Moody background music and some baroque architecture at times lend a wistful note that made me think of a declining world that has seen its best days long behind it. Graphically-speaking, the game was several years in the making, and for some the graphics engine seems a little out of date, but frankly I didn't really notice (but then again, I played the PC version with all graphics effects cranked up to the max on a higher-end video card and monitor).
You know what they say about the best-laid plans.
The game looks good, and I didn't come across any graphical glitches to speak of. Some folks aren't fans of the slight amber tint placed over the game world, but I chalk it up to seeing it filtered through the color of Adam's mirrorshades, and apart from noticing it I didn't find it annoying or distracting in any way. The game's art and character models look good, character animations are fluid and natural-looking, and the sound engineering is top-notch. I especially enjoyed some of the character voice-work, such as Jensen's smooth growl, or the timbre of David Sarif's voice that sounds to me exactly what a well-meaning but somewhat brash CEO would sound like.
And you thought he spent those three days napping?
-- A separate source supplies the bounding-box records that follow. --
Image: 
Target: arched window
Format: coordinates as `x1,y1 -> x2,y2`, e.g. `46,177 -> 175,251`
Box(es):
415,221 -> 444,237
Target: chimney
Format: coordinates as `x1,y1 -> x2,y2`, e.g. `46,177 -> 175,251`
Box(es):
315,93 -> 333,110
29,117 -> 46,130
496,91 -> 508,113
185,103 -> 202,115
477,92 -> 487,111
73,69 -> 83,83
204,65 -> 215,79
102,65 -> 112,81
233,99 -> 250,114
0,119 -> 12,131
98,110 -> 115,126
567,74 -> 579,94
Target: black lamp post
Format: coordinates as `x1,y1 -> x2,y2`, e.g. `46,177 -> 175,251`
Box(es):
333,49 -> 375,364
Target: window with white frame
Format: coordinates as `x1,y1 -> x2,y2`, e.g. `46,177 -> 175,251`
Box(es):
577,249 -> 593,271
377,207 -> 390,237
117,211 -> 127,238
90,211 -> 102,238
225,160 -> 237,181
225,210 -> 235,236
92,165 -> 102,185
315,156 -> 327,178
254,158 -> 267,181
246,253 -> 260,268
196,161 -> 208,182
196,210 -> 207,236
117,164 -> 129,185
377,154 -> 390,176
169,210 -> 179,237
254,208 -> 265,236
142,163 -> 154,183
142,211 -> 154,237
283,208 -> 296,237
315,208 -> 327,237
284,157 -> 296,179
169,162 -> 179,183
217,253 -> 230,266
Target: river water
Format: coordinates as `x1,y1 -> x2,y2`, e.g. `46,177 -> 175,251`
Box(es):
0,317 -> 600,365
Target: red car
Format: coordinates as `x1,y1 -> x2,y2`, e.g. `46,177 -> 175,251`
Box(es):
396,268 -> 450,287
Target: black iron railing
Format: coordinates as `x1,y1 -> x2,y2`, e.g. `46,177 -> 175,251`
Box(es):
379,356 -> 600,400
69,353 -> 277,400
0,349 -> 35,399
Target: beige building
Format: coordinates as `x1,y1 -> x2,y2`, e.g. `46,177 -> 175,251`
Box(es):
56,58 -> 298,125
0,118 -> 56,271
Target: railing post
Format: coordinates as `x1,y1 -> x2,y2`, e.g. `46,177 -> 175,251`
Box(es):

I didn't experience any technical glitches with the game apart from some minor stutters during a few cut-scenes, but be sure to patch it anyway after you install it so you can skip past the opening splash screens (an option conspicuously absent upon the game's initial release). Solid production values, an interesting plot, existential themes and the open-ended nature of its gameplay all make Deus Ex: Human Revolution
the best game I've played this year and I highly recommend it. You may also want to pick up some of the additional downloadable content, the first of which, The Missing Link
, is out as of this writing, and having played through it myself, I'm sure you'll find it entertaining as well.